I just returned from Paris and am reflecting on my short but interesting visit. It was a real pleasure to be invited to speak to an international group of creatives at a fringe COP21 event at Place 2 Be. The Creative Factory located near Gare du Nord was designed to explore dynamic and truly innovative ways to explore retelling the climate change story. In my different activities and creative pursuits I meet a range of people who often do not have a clear idea of what climate change really is and how closely it links with their work and life right here and now. Some very high calibre and educated global citizen colleagues of mine even raised an eyebrow when I said I was going to COP; what does Harpreet know about climate change? This just demonstrates how language and thinking traps us, and how we need to put people in boxes regarding their work and knowledge. My passion and study of human security includes the planet and environment.

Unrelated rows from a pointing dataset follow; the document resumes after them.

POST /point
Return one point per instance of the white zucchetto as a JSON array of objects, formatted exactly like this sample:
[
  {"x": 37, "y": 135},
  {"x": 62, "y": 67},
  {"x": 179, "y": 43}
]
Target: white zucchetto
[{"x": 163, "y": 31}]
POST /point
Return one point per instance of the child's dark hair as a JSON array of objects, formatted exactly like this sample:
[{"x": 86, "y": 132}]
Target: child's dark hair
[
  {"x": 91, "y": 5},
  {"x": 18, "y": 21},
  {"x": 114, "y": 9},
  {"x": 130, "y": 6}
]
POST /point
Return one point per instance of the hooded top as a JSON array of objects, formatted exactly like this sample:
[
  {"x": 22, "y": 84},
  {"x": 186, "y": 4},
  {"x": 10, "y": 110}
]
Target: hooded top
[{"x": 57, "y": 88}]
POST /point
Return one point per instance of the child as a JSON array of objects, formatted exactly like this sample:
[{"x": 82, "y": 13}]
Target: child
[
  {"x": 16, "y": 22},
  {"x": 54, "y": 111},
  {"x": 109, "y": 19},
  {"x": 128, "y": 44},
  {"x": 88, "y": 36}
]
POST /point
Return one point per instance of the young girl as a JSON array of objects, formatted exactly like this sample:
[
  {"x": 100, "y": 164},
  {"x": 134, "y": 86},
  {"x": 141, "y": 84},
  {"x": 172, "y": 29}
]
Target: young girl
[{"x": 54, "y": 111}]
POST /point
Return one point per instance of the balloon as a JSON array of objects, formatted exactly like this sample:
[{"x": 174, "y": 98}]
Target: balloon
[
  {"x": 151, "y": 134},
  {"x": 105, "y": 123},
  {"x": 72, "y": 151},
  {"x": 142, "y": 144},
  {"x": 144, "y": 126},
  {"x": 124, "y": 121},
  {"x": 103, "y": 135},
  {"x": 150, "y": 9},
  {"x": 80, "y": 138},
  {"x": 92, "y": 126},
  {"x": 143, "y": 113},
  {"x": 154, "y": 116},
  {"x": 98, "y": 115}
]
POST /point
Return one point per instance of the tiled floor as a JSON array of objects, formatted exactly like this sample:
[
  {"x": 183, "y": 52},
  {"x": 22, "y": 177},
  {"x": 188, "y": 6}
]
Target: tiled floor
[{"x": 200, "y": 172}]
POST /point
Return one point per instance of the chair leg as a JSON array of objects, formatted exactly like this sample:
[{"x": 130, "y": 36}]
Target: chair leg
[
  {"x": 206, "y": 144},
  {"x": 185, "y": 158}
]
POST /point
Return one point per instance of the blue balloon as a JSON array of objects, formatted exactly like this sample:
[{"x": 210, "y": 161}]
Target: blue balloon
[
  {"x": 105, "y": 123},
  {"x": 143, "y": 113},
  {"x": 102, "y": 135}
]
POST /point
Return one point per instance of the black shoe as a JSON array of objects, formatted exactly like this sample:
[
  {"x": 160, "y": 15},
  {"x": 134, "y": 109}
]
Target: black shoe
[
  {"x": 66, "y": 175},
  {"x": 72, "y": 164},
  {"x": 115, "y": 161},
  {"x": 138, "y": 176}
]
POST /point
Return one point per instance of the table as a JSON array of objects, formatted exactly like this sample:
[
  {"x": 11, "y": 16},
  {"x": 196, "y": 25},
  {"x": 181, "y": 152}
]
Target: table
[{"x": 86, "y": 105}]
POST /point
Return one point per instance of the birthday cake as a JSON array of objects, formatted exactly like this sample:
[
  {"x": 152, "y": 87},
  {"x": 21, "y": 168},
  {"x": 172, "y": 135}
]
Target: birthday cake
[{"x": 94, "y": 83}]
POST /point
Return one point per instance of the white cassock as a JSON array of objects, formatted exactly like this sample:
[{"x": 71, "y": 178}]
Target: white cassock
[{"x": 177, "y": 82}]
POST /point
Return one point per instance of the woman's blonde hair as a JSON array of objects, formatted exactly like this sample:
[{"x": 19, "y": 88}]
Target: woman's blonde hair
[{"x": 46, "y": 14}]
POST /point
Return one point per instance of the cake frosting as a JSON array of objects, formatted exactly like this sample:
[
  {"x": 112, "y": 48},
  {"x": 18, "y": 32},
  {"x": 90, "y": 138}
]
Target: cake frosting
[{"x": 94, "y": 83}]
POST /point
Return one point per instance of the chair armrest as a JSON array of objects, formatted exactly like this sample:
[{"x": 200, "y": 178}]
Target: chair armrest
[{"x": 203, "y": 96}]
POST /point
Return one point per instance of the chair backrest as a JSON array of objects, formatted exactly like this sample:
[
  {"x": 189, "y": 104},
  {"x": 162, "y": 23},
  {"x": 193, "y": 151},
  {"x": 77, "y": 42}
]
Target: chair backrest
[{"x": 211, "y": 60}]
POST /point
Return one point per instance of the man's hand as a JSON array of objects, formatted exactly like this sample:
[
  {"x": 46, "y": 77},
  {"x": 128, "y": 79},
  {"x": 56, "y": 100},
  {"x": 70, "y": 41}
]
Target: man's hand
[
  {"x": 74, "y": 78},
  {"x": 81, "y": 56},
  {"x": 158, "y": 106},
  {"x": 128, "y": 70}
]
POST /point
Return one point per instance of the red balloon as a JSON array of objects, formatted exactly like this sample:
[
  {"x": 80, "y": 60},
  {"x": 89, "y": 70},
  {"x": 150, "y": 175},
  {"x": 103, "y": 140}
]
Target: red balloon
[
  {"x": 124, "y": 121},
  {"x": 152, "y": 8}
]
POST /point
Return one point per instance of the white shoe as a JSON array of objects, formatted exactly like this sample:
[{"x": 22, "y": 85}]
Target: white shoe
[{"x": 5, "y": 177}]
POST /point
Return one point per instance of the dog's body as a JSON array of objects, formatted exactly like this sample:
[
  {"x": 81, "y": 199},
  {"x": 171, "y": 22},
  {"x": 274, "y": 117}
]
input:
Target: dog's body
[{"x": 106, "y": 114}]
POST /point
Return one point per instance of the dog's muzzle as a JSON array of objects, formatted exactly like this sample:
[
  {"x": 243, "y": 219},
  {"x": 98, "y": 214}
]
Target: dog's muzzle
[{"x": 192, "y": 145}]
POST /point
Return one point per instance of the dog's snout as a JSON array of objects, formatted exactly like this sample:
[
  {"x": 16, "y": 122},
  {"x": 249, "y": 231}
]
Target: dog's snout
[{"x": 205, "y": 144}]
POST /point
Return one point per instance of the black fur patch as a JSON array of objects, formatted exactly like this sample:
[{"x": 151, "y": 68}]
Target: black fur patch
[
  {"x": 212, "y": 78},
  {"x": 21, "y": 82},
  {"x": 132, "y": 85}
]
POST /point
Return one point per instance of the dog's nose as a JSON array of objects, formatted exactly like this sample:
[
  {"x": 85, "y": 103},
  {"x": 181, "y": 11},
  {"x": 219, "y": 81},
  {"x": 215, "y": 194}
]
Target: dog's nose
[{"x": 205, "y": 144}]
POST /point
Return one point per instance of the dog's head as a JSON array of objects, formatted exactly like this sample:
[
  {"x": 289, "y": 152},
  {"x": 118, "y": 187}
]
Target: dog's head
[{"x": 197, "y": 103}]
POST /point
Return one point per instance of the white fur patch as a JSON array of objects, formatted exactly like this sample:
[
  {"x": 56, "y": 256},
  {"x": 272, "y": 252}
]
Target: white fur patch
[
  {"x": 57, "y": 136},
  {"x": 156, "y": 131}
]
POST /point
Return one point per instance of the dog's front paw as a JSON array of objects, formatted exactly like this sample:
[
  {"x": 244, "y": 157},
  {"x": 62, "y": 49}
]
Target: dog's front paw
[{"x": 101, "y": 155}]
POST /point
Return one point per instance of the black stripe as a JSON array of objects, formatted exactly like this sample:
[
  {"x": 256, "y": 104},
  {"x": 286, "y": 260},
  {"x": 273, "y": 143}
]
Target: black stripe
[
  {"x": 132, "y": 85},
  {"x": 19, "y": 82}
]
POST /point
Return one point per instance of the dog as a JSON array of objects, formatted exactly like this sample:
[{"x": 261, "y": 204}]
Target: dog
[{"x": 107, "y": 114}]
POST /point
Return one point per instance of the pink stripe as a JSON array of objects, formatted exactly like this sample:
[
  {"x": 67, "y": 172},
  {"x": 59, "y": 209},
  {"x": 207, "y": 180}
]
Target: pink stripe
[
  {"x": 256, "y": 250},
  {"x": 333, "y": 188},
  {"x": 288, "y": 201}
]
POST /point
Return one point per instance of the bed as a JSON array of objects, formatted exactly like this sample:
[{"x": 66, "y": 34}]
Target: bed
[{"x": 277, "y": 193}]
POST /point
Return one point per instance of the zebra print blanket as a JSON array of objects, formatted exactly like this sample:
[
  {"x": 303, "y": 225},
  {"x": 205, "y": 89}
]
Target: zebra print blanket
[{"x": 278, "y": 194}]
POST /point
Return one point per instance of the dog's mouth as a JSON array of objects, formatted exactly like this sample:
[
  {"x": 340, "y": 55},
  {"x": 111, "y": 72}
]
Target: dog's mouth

Climate Change. These two words conjure up images of ice, polar bears, trees, sinking continents, and the colour green (for many people). Many of us think it is an issue that future generations will have to deal with and suffer from. People working as specialists in this sector really do have a lot more work to do in terms of getting people to back their campaigns, change their behavior and lifestyle, and be more aware of issues effecting them right here and now. The idea is not to scare and create fear in people, but to educate and empower, to find solutions and gain buy in. Not political games but healthy engagement that leads to positive changes. I met many people from European countries working in Climate Change organisations saying that people they worked with and engaged with were often all similar to them demographically, and that this was frustrating.
My talent lies in seeing blind spots, thinking and creating with an interdisciplinary approach, and connecting cultures and peoples. The Creative Factory is currently running a 10-day event exploring system change through a range of themes. We co-created my brief to fit into a weekend exploring the role or the relationship of system change with religion. I shared my knowledge on the relationship between Sikhism, creativity and system change. What can the world learn from the faith I was born into, my travels around the globe, to design new approaches to tell the story of climate change, and create dynamic solutions that lead to behavioural change?
It was a nice reminder for me to acknowledge how many of my life decisions and voluntary work have subconsciously been inspired by my faith. Particularly the notion of ‘sewa’ ingrained in every Sikh, to serve the community, humanity and the world. A Sikh is fundamentally a learner and student, until the day we die. Aren’t we all on this learning journey during our time on the planet? I shared my ideas on this theme with the group who responded with some solutions and practical ideas during the afternoon workshops influenced by my story about Sikhism, along with other stories they heard from other faiths and experts from around the world.
We can either see the doom and gloom in this issue, or take whatever steps we can in our lifestyle choices to make a difference. Not easy in a capitalist fast paced society where instant gratification, happiness, quick fixes and highs are sought increasingly, thanks to mass media messages to brainwash us. All of this whilst governments and corporations continue to kill and steal from people and planet at the cost of health, justice and equality. Let’s start small, and what a great opportunity with the new year around the corner to reflect on the things you think you need for yourself and others. Review your Christmas shopping list for a start.